NleE binds to an N-terminal region in TAB2/3 for efficient recognition.
(A) Domain illustration of TAB3 and summary of NleE interaction with TAB3 truncations. Interaction strength is scored by the number of + (also see the related data in Figure S4). CUE, CUE ubiquitin binding domain; TBD, TAK1-binding domain; CC, coiled-coil domain; NZF, Nlp4-like zinc finger domain. (B) Yeast two-hybrid assay of NleE interaction with TAB3 truncations. Yeast strain AH109 was transformed with plasmid combinations as illustrated (bait+prey). Plasmid combinations resulting in a positive interaction are highlighted in red. (C) Co-immunoprecipitation interaction assay of NleE and TAB3 truncations in transfected 293T cells. Shown are immunoblots of anti-Flag immunoprecipitates (Flag IP) and total cell lysates (Input).
Figure 7.
NleE targets ZRANB3-NZF domain for cysteine methylation and disrupts its ubiquitin-chain binding.

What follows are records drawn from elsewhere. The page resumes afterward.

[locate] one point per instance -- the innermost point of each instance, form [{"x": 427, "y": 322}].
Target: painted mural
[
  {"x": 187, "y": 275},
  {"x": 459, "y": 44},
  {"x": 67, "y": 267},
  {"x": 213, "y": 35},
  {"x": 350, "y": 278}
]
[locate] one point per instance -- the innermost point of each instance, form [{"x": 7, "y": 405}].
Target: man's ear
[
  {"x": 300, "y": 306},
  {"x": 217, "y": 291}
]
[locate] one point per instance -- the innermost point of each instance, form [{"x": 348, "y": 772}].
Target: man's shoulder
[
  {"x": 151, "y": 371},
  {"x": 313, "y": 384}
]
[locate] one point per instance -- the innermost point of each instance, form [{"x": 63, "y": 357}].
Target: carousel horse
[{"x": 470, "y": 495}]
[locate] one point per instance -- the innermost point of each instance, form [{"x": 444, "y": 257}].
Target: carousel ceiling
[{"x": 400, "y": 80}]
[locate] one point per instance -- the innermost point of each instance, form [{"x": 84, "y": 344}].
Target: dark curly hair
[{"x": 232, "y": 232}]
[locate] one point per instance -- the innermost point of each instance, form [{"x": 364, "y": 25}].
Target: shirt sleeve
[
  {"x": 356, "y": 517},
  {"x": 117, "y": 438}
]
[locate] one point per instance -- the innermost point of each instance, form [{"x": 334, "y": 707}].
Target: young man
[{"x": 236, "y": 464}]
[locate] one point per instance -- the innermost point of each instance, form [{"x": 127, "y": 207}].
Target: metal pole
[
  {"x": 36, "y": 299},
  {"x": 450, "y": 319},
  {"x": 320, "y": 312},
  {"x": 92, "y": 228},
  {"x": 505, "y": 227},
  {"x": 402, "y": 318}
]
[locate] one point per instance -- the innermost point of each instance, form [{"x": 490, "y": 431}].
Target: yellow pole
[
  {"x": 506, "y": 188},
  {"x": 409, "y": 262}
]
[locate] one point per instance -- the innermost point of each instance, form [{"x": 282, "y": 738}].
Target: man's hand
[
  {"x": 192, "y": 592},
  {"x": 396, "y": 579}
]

(A) 3H-SAM labeling assay of NleE methylation of different GST-NZFs. (B) 3H-SAM labeling assay of NleE methylation of full-length Flag-TAB2/ZRANB3 purified from control or NleE-expressing 293T cells (Flag-ZRANB3NleE). (C–E) Assays of ubiquitin-chain binding of NleE-modified ZRANB3-NZF or full-length ZRANB3. Indicated ubiquitin chains were subjected to pulldown by purified GST-ZRANB3-NZF that was left untreated or had been incubated with recombinant NleE (C). Lysates of 293T cells transfected with Flag-ZRANB3 and NleE were subjected to pulldown by indicated ubiquitin chains (D and E). Shown are immunoblots of the pulldown (Ub chain pulldown) and total cell lysates (Input). FL indicates the full-length NleE. (F) Mass spectrometry analysis of NleE modification of ZRANB3 during EPEC infection. Shown are the extracted ion chromatograms of doubly charged NZF-domain peptides from ZRANB3 purified from infected 293T cells and digested by Glu-C. The unmethylated peptides are shown in blue trace and the methylated ones are in red with the methylated cysteine residue in red. Cca, carbamidomethylated cysteine generated from iodoacetamide treatment during sample preparation; Cme, NleE-methylated cysteine. (G) Assays of ubiquitin-chain binding of NleE-modified Flag-ZRANB3 during EPEC infection. Lysates of 293T cells transfected with Flag-ZRANB3 and infected with indicated EPEC strain were subjected to Lys63-linked ubiquitin-chain pulldown. Shown are immunoblots of the pulldown (K63 Ub chain pulldown) and total cell lysates (Input).